Reputation: 109
I am reading a .dat file line by line and I want to separate fields using the delimiter ("\t"), because every field is separated by tab.
However, there are some non-required fields and they can be blank, so if there are two consecutive tabs ("\t"), I want to detect the second one and store a blank String.

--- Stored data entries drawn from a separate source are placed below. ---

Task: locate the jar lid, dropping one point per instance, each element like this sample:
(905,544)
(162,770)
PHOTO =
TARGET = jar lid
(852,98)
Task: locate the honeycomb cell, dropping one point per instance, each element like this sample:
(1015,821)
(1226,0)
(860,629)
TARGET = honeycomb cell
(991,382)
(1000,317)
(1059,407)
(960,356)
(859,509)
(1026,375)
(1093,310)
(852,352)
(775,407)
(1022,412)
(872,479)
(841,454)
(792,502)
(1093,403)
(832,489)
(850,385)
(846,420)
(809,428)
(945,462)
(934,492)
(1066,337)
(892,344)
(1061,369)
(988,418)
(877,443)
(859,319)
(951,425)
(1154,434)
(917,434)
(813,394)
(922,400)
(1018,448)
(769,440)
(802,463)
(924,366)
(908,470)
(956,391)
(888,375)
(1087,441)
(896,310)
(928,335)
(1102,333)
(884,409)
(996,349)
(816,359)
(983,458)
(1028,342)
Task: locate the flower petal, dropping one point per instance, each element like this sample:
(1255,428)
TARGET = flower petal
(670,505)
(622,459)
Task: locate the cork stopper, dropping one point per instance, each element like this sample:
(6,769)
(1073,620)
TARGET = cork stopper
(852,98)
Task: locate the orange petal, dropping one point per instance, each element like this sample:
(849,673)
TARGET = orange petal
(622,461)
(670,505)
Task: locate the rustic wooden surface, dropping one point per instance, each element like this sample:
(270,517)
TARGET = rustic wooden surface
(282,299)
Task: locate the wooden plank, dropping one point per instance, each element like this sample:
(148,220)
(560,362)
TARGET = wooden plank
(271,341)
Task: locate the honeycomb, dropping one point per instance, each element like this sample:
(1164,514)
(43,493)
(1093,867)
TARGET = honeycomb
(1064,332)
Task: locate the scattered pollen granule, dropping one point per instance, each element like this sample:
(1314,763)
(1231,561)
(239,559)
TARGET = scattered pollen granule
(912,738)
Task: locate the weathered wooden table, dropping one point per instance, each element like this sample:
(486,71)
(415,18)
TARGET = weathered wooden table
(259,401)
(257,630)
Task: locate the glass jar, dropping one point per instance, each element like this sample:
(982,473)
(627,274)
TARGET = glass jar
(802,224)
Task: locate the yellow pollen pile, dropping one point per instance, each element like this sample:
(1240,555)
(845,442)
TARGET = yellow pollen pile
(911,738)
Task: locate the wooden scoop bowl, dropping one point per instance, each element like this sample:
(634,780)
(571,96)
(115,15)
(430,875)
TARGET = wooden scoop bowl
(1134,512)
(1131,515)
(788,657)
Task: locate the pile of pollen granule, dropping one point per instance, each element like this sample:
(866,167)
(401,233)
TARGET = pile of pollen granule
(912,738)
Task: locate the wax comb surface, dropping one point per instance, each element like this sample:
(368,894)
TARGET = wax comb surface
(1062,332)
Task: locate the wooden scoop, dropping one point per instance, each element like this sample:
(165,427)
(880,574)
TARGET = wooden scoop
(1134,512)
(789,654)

StringTokenizer stringTokenizer = new StringTokenizer(line, "\t");
ArrayList<String> al = new ArrayList<>();
while (stringTokenizer.hasMoreTokens()) {
al.add(stringTokenizer.nextToken());
}
System.out.println(al.size() + " >> " + al);
When I try the above and I have the following input lines:
R 900081458 22222-22-2 1 -1 1 0 0 1
R 245047685 7250-46-6 0 -1 0 0 0 0
R 245048731 13755-29-8 237-340-6 0 -1 0 0 0 0
R 245047201 1080-12-2 214-096-9 0 -1 0 0 0 0
R 1 118725-24-9 612-118-00-5 405-080-4 0 0 0 0 0 0
I can't handle the two consecutive tabs, so I have the following output:
9 >> [R, 900081458, 22222-22-2, 1, -1, 1, 0, 0, 1]
9 >> [R, 245047685, 7250-46-6, 0, -1, 0, 0, 0, 0]
10 >> [R, 245048731, 13755-29-8, 237-340-6, 0, -1, 0, 0, 0, 0]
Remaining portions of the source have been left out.